Interesting...
I never realized coding projects invariably need an 'overlord' to get them to work. Or that every project needed to start from a completely bank page if I understand you correctly. Seems almost inefficient by design.
-40hz
I may have a wee bit of insight to offer here.
I "begged" myself into a Nany badge based on some highly alpha-level "components" that I was working on just before my job and therefore dev-paying income tanked.
I was dreaming of a "Super-Word-Processor" where once the "boring word crunching" left off, it had all kinds of fascinating ultra features to do nifty things never heard of before in a single program. The theory started out as this:
Word Processor. Makes documents. Yay.
But then you really wanted some other end result, and that requires more pieces most word processors don't do. But why not? With smart programmers like (say, you, but I outsourced this one), there's no reason a program couldn't do end-to-end production of the end goal.
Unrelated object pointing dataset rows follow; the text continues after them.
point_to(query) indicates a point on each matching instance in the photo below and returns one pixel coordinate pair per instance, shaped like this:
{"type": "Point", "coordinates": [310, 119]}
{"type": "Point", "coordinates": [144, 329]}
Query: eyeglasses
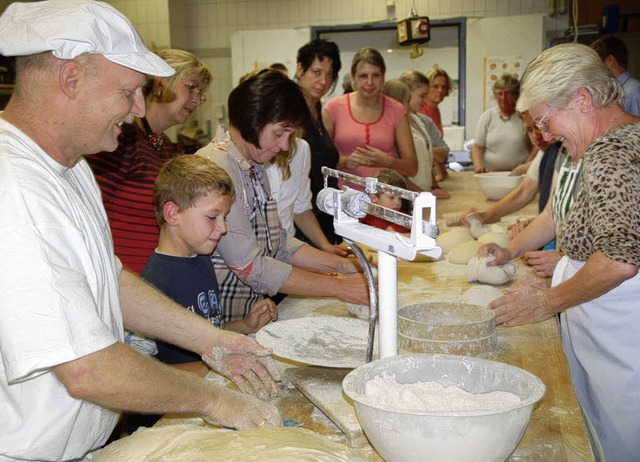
{"type": "Point", "coordinates": [195, 90]}
{"type": "Point", "coordinates": [542, 124]}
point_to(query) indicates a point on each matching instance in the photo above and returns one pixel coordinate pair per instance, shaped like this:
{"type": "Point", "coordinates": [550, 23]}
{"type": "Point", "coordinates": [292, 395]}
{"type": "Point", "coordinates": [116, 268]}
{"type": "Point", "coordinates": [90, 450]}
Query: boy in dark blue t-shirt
{"type": "Point", "coordinates": [192, 197]}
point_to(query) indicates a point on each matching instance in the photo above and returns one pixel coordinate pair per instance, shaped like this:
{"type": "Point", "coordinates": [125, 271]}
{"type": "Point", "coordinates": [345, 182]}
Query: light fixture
{"type": "Point", "coordinates": [414, 31]}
The main reason typical word processors are what they are is because they "hit the minimax and no more".
But what I began designing as a concept was a type of "Turbo Word Processor with add-ons".
(I know, "turbo" is so '80's.)
So, the original goal was:
You take some web text, hit a bunch of options in the program, and using the CSS Zen Framework,
http://www.csszengarden.com/You could have an instant webpage in any (authorized) design you wanted.
There was more, but the summary point is that I discovered I needed one guy to do the conversion module, one guy to translate the strange html output code of a program I was using, one guy to so something else, .... and then I hired a "project manager" because I got all these components but they didn't mesh, so his job was to select the raw WordProcessor open source framework, translate the intent of the modules, then connect them to the final evolving master project.
So yeah, there's a 3001 combined IQ here, and the 1 point is mine, but once you get out of Ludum Dare, various soft needs explode.